Sí, se nos van los testigos de Auschwitz. «¿Significa eso que acaba la labor testimonial de quienes sobrevivieron y que hay que pasar del plano de la experiencia al plano del espíritu?». «Sí, exactamente esa es la esencia de mi obra», dice Kertész, «trasladar lo ocurrido a una dimensión espiritual. Que quede en la conciencia, aunque ahora lo veo con menos optimismo que hace unos años. El Holocausto es el hundimiento universal de todos los valores de la civilización», añade, «y una sociedad no puede permitir que se repita, que vuelva a presentarse una situación parecida. Pero mira la crisis económica», continúa, «una crisis así dio pie a la llegada de Hitler al poder. Por tanto, deberían sonar todas las alarmas. Pero no suenan. Lo cual quiere decir que el Holocausto no está presente en la conciencia de los políticos europeos». Muchas veces ha repetido Imre Kertész que Auschwitz puede volver a producirse en cualquier momento, porque aquello que lo hizo posible no ha desaparecido. No ha desaparecido, por ejemplo, el antisemitismo («algunos países lo demuestran»), que en casos se disfraza de odio a Israel. En su obra de los últimos años, en La última fonda, en los diarios, abundan las reflexiones sobre el ser judío. Él se considera un judío no judío, «como Jean Améry», dice, que no siente un vínculo religioso con el judaísmo, que no piensa sobre «cuestiones judías», pero cuyo judaísmo está determinado por Auschwitz y por su desarraigo cultural. Kertész, de hecho, se considera perteneciente a esa literatura judía de Europa del Este, «que empieza por Kafka, que pasa por Celan», que llega también a él y que nunca ha formado parte de las literaturas nacionales.
Kertész pierde a veces el hilo de la conversación. No quiero insistir, no quiero molestarlo, no quiero cansarlo. Sé que le cuesta levantarse, le cuesta moverse, le cuesta hasta el más mínimo gesto. De pronto recuerdo un encuentro hace pocos años en Viena. Kertész, ya enfermo, se sentía débil, estaba agotado. Venían de Budapest y al día siguiente partían para Madeira. Cenamos juntos; éramos cinco, él, Magda, Cristina —mi mujer—, Violeta —mi hija— y yo, su traductor. La conversación fluía con afecto y naturalidad como siempre, aunque a él se le notaba el cansancio. En un momento dado mencioné lo que estaba traduciendo: Don Carlos, de Schiller. Y Kertész se animó entonces rápidamente y empezó a recitar de carrerilla el comienzo del drama del clásico alemán. Se aferra a la literatura; la pasión literaria lo mantiene vivo.

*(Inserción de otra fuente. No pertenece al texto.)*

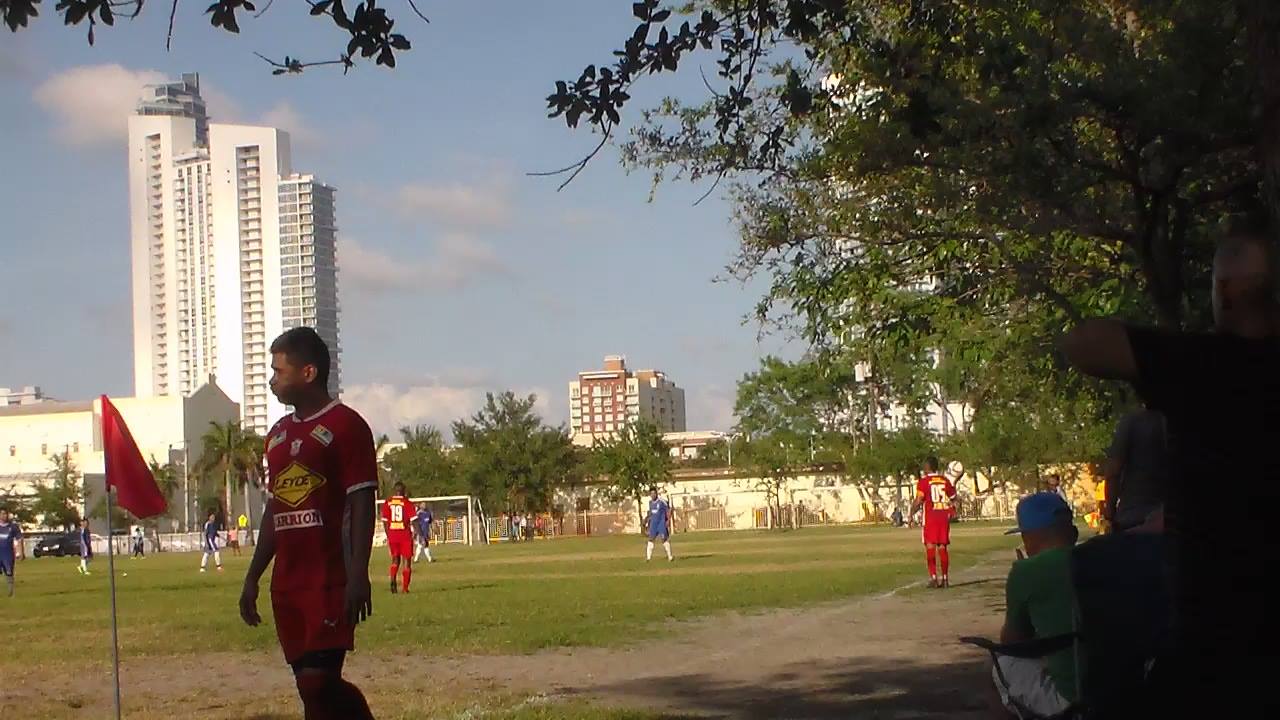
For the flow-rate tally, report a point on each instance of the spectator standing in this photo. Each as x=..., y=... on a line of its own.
x=138, y=540
x=1137, y=469
x=1220, y=396
x=86, y=547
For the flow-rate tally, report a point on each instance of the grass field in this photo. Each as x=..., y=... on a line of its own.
x=496, y=600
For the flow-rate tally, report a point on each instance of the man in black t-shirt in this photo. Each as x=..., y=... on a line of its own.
x=1220, y=396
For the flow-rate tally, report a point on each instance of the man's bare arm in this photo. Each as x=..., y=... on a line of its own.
x=360, y=509
x=263, y=554
x=264, y=550
x=1101, y=349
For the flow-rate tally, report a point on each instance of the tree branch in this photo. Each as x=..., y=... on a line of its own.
x=579, y=165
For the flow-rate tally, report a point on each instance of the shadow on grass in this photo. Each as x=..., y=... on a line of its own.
x=970, y=583
x=882, y=688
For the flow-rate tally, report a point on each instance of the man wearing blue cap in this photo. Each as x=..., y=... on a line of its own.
x=1038, y=600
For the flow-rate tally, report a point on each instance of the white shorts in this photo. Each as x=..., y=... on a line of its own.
x=1029, y=691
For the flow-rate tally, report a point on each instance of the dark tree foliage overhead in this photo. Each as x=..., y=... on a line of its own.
x=1022, y=124
x=366, y=24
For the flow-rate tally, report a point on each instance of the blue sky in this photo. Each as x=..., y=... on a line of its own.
x=458, y=273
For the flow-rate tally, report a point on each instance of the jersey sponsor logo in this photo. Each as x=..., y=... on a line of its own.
x=297, y=519
x=275, y=441
x=323, y=434
x=296, y=483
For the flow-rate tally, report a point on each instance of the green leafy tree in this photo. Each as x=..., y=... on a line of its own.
x=60, y=497
x=935, y=190
x=236, y=455
x=368, y=26
x=775, y=460
x=510, y=458
x=635, y=461
x=424, y=464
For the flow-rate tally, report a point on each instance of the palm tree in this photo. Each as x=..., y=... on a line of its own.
x=232, y=450
x=167, y=481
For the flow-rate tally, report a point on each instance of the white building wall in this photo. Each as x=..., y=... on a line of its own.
x=31, y=436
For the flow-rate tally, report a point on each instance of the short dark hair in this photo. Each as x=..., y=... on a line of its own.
x=304, y=346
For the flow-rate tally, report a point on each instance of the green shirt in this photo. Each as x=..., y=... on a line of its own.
x=1040, y=604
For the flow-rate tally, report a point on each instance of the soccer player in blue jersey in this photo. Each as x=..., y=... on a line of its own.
x=86, y=547
x=423, y=529
x=211, y=545
x=659, y=525
x=10, y=537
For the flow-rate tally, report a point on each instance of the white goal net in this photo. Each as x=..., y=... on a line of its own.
x=455, y=519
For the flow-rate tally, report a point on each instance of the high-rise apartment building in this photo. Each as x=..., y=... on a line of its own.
x=604, y=401
x=229, y=249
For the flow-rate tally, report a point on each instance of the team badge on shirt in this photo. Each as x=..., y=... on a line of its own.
x=323, y=434
x=296, y=483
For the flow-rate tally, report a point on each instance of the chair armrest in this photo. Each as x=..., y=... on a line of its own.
x=1038, y=647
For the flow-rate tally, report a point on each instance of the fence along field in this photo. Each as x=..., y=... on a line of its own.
x=489, y=600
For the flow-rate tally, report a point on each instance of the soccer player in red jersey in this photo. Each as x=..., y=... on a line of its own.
x=398, y=522
x=320, y=469
x=936, y=493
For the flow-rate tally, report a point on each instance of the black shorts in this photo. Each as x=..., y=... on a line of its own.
x=330, y=660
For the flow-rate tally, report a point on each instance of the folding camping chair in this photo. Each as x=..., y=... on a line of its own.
x=1121, y=623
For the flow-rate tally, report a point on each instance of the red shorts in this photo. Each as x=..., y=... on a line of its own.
x=401, y=546
x=311, y=620
x=937, y=532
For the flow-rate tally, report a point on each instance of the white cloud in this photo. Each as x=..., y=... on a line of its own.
x=711, y=409
x=91, y=104
x=387, y=406
x=301, y=132
x=457, y=205
x=455, y=261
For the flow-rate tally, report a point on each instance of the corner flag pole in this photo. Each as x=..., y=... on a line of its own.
x=110, y=572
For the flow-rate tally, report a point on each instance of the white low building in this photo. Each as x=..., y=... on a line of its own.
x=167, y=429
x=734, y=499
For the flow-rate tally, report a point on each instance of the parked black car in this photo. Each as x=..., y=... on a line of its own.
x=58, y=546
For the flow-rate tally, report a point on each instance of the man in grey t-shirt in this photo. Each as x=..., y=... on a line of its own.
x=1137, y=469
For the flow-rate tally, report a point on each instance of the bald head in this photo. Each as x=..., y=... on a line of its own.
x=1244, y=285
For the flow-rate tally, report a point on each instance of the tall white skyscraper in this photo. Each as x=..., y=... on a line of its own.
x=229, y=249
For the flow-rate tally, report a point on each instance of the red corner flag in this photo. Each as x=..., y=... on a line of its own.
x=135, y=486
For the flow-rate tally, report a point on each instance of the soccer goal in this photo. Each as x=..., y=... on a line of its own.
x=455, y=519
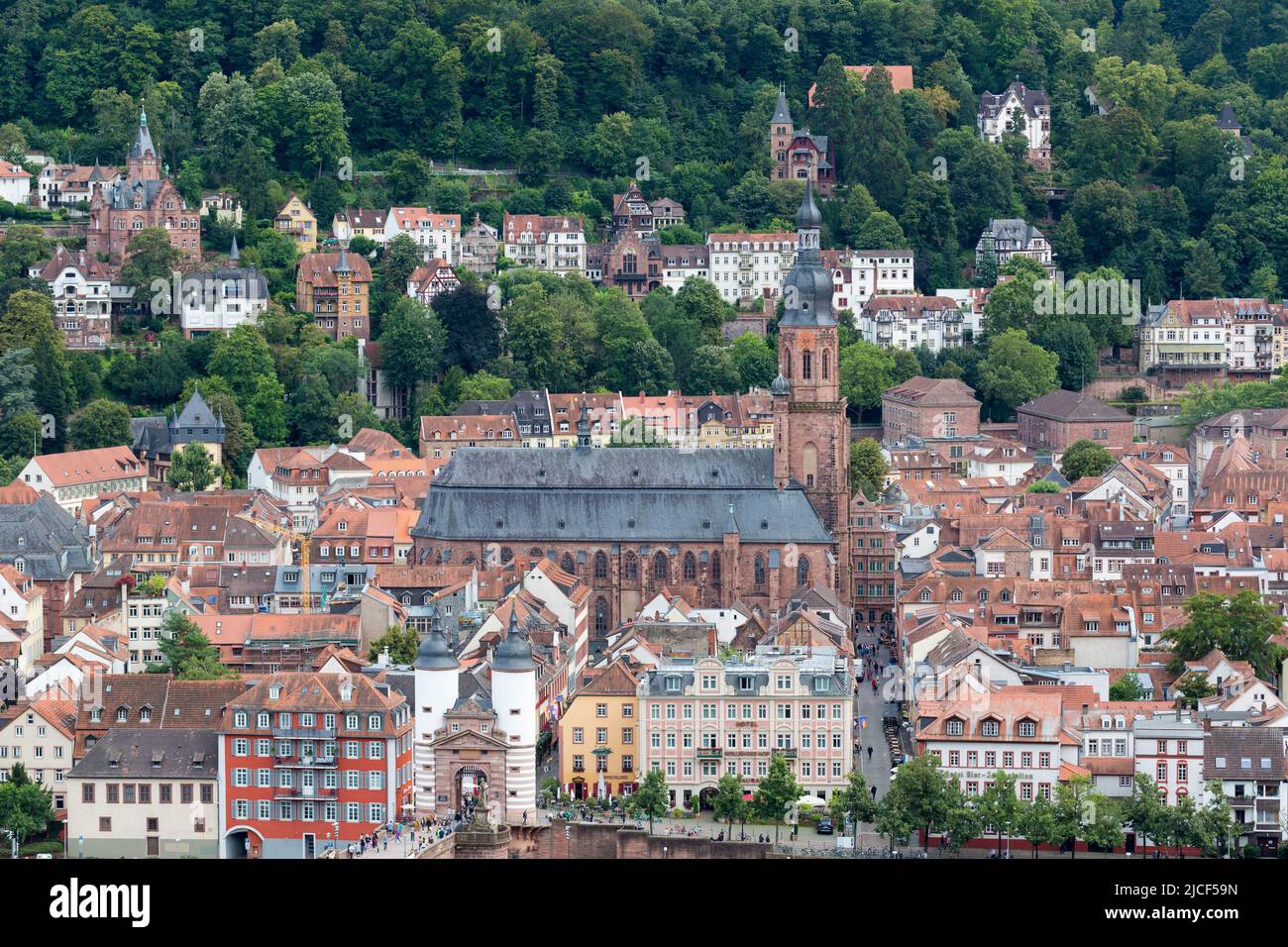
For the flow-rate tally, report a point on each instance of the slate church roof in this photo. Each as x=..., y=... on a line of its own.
x=614, y=495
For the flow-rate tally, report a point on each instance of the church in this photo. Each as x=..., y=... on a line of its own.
x=712, y=526
x=145, y=198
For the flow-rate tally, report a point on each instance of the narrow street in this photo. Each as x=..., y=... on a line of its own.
x=872, y=706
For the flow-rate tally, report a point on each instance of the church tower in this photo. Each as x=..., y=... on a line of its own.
x=437, y=676
x=781, y=133
x=514, y=698
x=811, y=433
x=143, y=162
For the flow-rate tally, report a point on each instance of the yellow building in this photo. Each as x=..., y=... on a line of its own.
x=296, y=221
x=599, y=737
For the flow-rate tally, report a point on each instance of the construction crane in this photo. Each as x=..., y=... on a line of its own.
x=305, y=598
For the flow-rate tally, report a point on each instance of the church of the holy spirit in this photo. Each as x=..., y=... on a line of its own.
x=711, y=525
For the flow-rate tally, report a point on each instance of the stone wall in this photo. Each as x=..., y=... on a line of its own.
x=612, y=840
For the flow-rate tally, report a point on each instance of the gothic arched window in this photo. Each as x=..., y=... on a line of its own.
x=660, y=567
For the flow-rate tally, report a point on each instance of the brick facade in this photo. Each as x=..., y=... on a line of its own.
x=928, y=408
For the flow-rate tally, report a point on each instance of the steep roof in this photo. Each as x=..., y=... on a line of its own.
x=926, y=390
x=1072, y=406
x=629, y=493
x=153, y=754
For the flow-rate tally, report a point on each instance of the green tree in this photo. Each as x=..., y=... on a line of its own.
x=473, y=326
x=1241, y=626
x=1035, y=822
x=777, y=792
x=864, y=372
x=151, y=262
x=1078, y=361
x=712, y=369
x=1203, y=273
x=1073, y=808
x=26, y=808
x=1192, y=686
x=484, y=386
x=867, y=468
x=185, y=652
x=854, y=802
x=1145, y=810
x=1016, y=369
x=411, y=343
x=29, y=324
x=191, y=468
x=102, y=423
x=925, y=793
x=1218, y=821
x=402, y=644
x=651, y=799
x=1085, y=459
x=243, y=357
x=755, y=363
x=16, y=384
x=1000, y=806
x=728, y=804
x=1104, y=825
x=1127, y=688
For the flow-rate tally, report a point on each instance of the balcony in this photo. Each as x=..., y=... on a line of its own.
x=326, y=733
x=304, y=762
x=286, y=793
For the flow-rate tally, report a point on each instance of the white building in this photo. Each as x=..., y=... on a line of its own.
x=143, y=792
x=859, y=274
x=438, y=234
x=81, y=286
x=704, y=718
x=682, y=263
x=1018, y=110
x=1012, y=237
x=40, y=736
x=910, y=322
x=78, y=475
x=750, y=265
x=220, y=299
x=143, y=617
x=1170, y=750
x=553, y=244
x=14, y=183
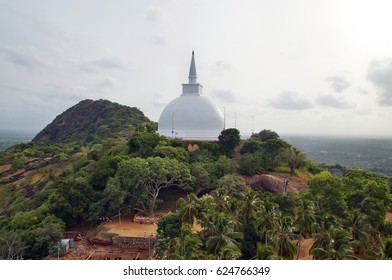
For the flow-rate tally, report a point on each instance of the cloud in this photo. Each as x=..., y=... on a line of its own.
x=107, y=83
x=26, y=56
x=158, y=40
x=329, y=100
x=221, y=67
x=155, y=15
x=288, y=100
x=380, y=74
x=103, y=64
x=337, y=83
x=224, y=95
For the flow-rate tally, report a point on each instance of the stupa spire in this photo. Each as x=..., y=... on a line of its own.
x=192, y=71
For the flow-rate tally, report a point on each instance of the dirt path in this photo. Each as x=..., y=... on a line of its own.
x=129, y=228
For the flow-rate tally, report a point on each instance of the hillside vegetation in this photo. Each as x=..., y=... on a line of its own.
x=256, y=199
x=90, y=122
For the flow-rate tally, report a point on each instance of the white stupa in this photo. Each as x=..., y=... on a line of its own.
x=191, y=116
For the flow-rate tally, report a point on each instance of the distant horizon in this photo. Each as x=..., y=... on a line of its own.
x=32, y=133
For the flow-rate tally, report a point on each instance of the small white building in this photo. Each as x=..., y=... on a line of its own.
x=191, y=116
x=67, y=243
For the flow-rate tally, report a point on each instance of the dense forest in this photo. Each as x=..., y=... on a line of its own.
x=76, y=176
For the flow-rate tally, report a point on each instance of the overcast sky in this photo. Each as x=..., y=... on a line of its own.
x=297, y=67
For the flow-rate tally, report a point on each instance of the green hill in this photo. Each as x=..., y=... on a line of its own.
x=90, y=122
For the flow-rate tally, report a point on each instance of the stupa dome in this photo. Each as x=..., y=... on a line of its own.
x=191, y=116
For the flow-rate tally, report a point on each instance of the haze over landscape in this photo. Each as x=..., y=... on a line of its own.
x=297, y=67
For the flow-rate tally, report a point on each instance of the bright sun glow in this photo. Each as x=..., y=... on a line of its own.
x=369, y=21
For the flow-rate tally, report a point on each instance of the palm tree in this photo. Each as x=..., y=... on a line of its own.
x=267, y=220
x=340, y=248
x=186, y=246
x=322, y=238
x=250, y=205
x=222, y=236
x=359, y=228
x=305, y=218
x=284, y=239
x=264, y=252
x=189, y=209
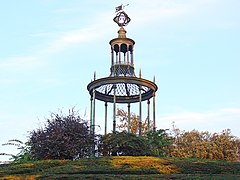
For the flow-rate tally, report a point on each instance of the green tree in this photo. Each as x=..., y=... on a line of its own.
x=159, y=141
x=204, y=145
x=124, y=144
x=134, y=122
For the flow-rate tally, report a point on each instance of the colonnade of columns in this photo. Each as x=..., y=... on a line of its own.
x=117, y=52
x=93, y=112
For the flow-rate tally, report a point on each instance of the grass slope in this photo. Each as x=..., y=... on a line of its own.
x=122, y=167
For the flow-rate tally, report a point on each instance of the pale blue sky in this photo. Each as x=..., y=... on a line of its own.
x=49, y=50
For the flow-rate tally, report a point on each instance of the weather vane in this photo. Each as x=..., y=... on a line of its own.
x=121, y=18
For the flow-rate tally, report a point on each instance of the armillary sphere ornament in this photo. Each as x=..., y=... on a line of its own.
x=121, y=19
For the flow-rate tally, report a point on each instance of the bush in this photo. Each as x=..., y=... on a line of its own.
x=63, y=137
x=123, y=144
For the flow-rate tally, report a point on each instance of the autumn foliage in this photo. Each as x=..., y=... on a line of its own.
x=205, y=145
x=63, y=137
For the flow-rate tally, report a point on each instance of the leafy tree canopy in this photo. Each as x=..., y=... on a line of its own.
x=63, y=137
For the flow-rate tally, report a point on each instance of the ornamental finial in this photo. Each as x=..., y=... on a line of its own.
x=121, y=17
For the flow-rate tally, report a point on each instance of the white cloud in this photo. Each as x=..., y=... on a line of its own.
x=19, y=62
x=213, y=121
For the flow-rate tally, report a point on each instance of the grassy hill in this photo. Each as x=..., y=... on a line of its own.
x=122, y=167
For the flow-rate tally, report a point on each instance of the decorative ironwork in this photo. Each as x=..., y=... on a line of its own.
x=122, y=85
x=121, y=19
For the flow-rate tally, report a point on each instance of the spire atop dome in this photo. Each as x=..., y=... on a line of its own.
x=121, y=19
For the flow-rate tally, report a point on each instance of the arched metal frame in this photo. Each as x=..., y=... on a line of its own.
x=127, y=89
x=122, y=86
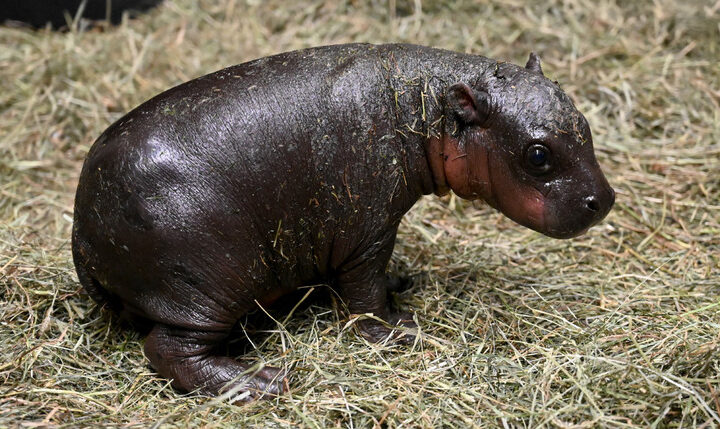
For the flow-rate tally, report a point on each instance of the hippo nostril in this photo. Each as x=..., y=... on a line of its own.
x=592, y=204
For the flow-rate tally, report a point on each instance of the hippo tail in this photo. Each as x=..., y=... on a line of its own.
x=93, y=287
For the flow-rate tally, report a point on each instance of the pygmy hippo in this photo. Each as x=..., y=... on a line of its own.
x=224, y=193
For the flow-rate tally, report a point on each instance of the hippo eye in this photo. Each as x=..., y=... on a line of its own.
x=538, y=158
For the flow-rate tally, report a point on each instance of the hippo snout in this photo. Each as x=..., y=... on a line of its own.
x=571, y=219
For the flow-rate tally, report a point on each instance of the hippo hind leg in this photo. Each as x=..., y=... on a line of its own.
x=190, y=359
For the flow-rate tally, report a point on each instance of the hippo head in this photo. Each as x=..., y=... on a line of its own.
x=517, y=141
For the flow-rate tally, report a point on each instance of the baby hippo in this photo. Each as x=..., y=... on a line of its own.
x=224, y=193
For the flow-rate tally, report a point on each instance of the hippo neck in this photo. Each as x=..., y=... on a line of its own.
x=419, y=77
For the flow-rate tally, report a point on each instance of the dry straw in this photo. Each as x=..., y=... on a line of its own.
x=619, y=328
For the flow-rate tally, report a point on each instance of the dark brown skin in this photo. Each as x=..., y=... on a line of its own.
x=236, y=188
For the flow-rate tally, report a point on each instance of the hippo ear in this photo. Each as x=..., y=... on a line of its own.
x=471, y=107
x=533, y=63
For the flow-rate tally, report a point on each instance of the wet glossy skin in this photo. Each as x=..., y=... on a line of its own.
x=236, y=188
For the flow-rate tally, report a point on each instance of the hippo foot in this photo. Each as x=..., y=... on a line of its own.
x=376, y=331
x=264, y=383
x=187, y=358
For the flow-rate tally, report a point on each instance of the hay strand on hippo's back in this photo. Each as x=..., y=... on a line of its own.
x=617, y=328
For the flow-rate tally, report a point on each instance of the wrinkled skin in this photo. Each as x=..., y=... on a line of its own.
x=233, y=189
x=39, y=13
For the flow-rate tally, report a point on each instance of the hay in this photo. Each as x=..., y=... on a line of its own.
x=618, y=328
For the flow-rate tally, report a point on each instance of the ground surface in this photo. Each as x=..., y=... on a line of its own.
x=618, y=328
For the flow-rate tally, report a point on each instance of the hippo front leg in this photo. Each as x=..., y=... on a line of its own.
x=364, y=287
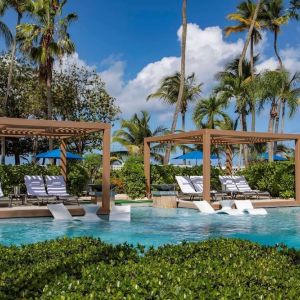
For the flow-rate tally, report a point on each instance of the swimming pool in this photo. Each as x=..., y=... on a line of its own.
x=152, y=226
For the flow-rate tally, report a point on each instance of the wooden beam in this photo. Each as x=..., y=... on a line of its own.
x=206, y=166
x=63, y=159
x=147, y=167
x=297, y=170
x=34, y=123
x=229, y=160
x=106, y=172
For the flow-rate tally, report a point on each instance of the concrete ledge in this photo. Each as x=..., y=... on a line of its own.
x=35, y=211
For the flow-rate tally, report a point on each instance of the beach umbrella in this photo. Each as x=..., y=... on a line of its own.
x=195, y=155
x=265, y=156
x=56, y=153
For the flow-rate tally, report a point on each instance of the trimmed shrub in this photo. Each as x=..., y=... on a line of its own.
x=277, y=177
x=133, y=177
x=86, y=268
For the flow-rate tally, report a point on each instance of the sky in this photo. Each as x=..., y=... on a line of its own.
x=133, y=44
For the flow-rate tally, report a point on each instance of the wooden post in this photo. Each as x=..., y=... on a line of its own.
x=297, y=170
x=206, y=166
x=106, y=172
x=229, y=160
x=147, y=167
x=63, y=159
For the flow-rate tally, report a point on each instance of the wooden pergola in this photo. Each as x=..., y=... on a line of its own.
x=63, y=130
x=226, y=138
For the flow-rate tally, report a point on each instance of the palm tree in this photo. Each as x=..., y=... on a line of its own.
x=272, y=87
x=244, y=15
x=209, y=113
x=275, y=15
x=19, y=7
x=169, y=90
x=46, y=39
x=132, y=134
x=294, y=9
x=290, y=96
x=4, y=30
x=182, y=77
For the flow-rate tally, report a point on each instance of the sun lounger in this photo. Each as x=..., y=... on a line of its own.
x=243, y=186
x=56, y=186
x=187, y=187
x=246, y=206
x=205, y=207
x=36, y=190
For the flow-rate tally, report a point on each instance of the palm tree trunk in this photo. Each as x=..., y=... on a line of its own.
x=49, y=103
x=271, y=129
x=253, y=111
x=276, y=49
x=248, y=37
x=182, y=78
x=8, y=87
x=183, y=129
x=283, y=116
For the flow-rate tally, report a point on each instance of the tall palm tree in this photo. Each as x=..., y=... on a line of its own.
x=169, y=90
x=19, y=7
x=290, y=96
x=270, y=89
x=4, y=30
x=182, y=77
x=209, y=113
x=294, y=9
x=46, y=39
x=132, y=134
x=244, y=16
x=275, y=15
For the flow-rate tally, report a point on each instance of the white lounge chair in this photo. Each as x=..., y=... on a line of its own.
x=187, y=187
x=56, y=186
x=206, y=208
x=229, y=186
x=36, y=189
x=120, y=213
x=244, y=187
x=246, y=206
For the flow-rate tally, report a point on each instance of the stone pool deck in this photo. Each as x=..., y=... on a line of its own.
x=77, y=210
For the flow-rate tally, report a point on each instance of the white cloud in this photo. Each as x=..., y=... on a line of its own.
x=207, y=53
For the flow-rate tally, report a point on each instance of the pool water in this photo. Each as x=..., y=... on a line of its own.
x=155, y=227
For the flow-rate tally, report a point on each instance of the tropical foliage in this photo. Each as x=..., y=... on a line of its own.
x=84, y=268
x=132, y=133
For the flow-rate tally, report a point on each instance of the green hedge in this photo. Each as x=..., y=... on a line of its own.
x=11, y=175
x=277, y=177
x=86, y=268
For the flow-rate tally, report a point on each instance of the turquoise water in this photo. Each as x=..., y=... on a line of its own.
x=155, y=227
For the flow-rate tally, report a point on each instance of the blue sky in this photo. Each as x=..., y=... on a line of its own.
x=134, y=43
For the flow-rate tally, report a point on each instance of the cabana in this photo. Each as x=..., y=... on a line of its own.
x=226, y=138
x=63, y=130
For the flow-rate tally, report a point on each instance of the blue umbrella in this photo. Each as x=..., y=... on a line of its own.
x=56, y=155
x=195, y=155
x=265, y=156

El escritor se encuentra en una situación difícil, inconcebible: el cuerpo le ha ido cerrando poco a poco las posibilidades de escribir. Berlín, el escenario de su gusto por los buenos modales, por la elegancia, es también el de la progresiva enfermedad, de los esfuerzos por apuntar simplemente unas líneas. En estas circunstancias, Kertész ve la entrega de su legado a la Academia de las Artes berlinesa como un cierre. «La obra ya está hecha, lo que escriba ahora será un regalo del destino», dice. Y luego añade: «No he abandonado la literatura. Ahora mismo estoy revisando la edición alemana de los diarios, que se publicará el año que viene». Son tantos los hilos que lo unen a la escritura que nunca llegarán a cortarse todos.
Adan Kovacsics es traductor de Kertész al español.